Clay Johnson, deputy director of the Office of Management and Budget, issued the new mandates on Wednesday in a memo that also required agencies to develop training programs and breach notification policies.
"Safeguarding personally identifiable information in the possession of government and preventing its breach are essential to ensure that government retains the trust of the American public," Johnson wrote in the memo.
Asking agencies to be proactive, the memo ordered them to store the minimum number of personal records and to devise a plan to end the unnecessary use of Social Security numbers. That plan must be developed within four months and acted on within 18 months thereafter.
The
memo comes almost a year to the day after thieves stole the laptop of a Department of Veterans Affairs employee, which contained the personal information of roughly 26.5 million veterans and current military personnel.
Since then, data exposures have affected a number of federal agencies. Most recently, the Transportation Security Administration announced an external hard drive containing the sensitive data of about 100,000 employees was either lost or stolen.

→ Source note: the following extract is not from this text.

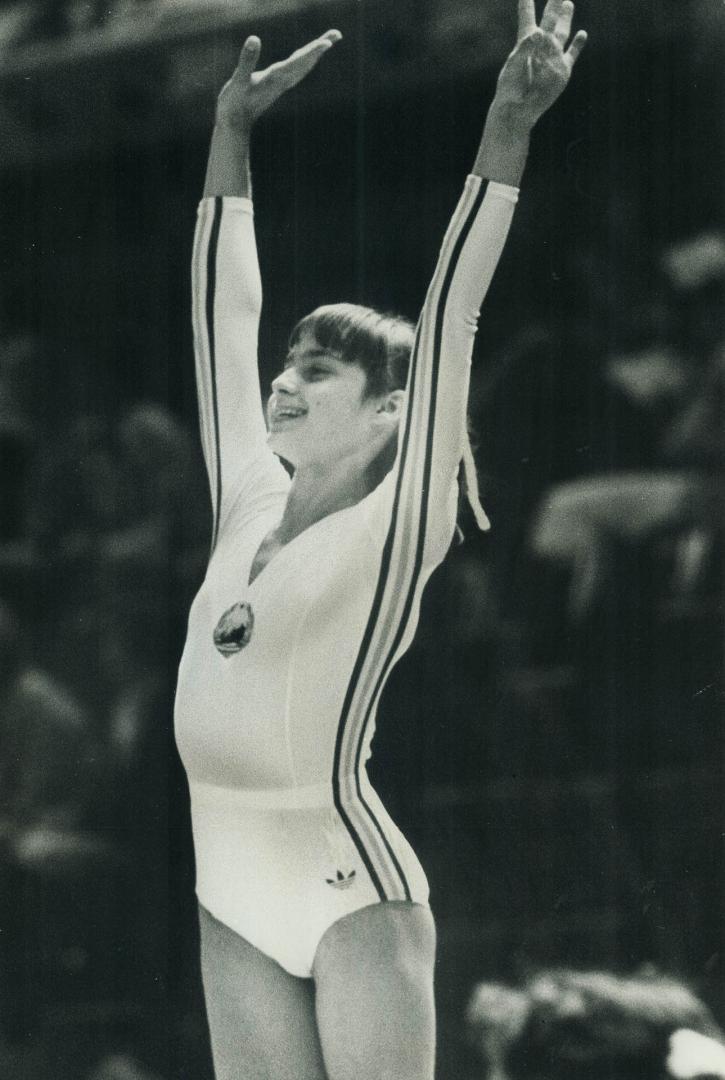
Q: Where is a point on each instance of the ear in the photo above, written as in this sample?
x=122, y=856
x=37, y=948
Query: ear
x=389, y=408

In April, federal agencies scored an average information security grade of C-minus under the
Federal Information Security Management Act, a slight improvement from the prior year.
Allan Paller, director of research for the SANS Institute, told SCMagazine.com that he applauds the initiative but eliminating the use of personal information is only one piece of the information security puzzle.
He said the federal government should employ the Payment Card Industry (PCI) audit guide when examining the security posture of an agency. Paller said PCI metrics contain more validity and reliability than the
FISMA audit guide when trying to determine how well an agency can defend itself against an attack.
The 22-page memo from OMB also required agencies to institute a data breach-notification policy within four months, using existing
FISMA guidelines and other privacy legislation built on National Institute of Standards and Technology (NIST) standards.
The memo also outlined training requirements for federal employees, including remote workers.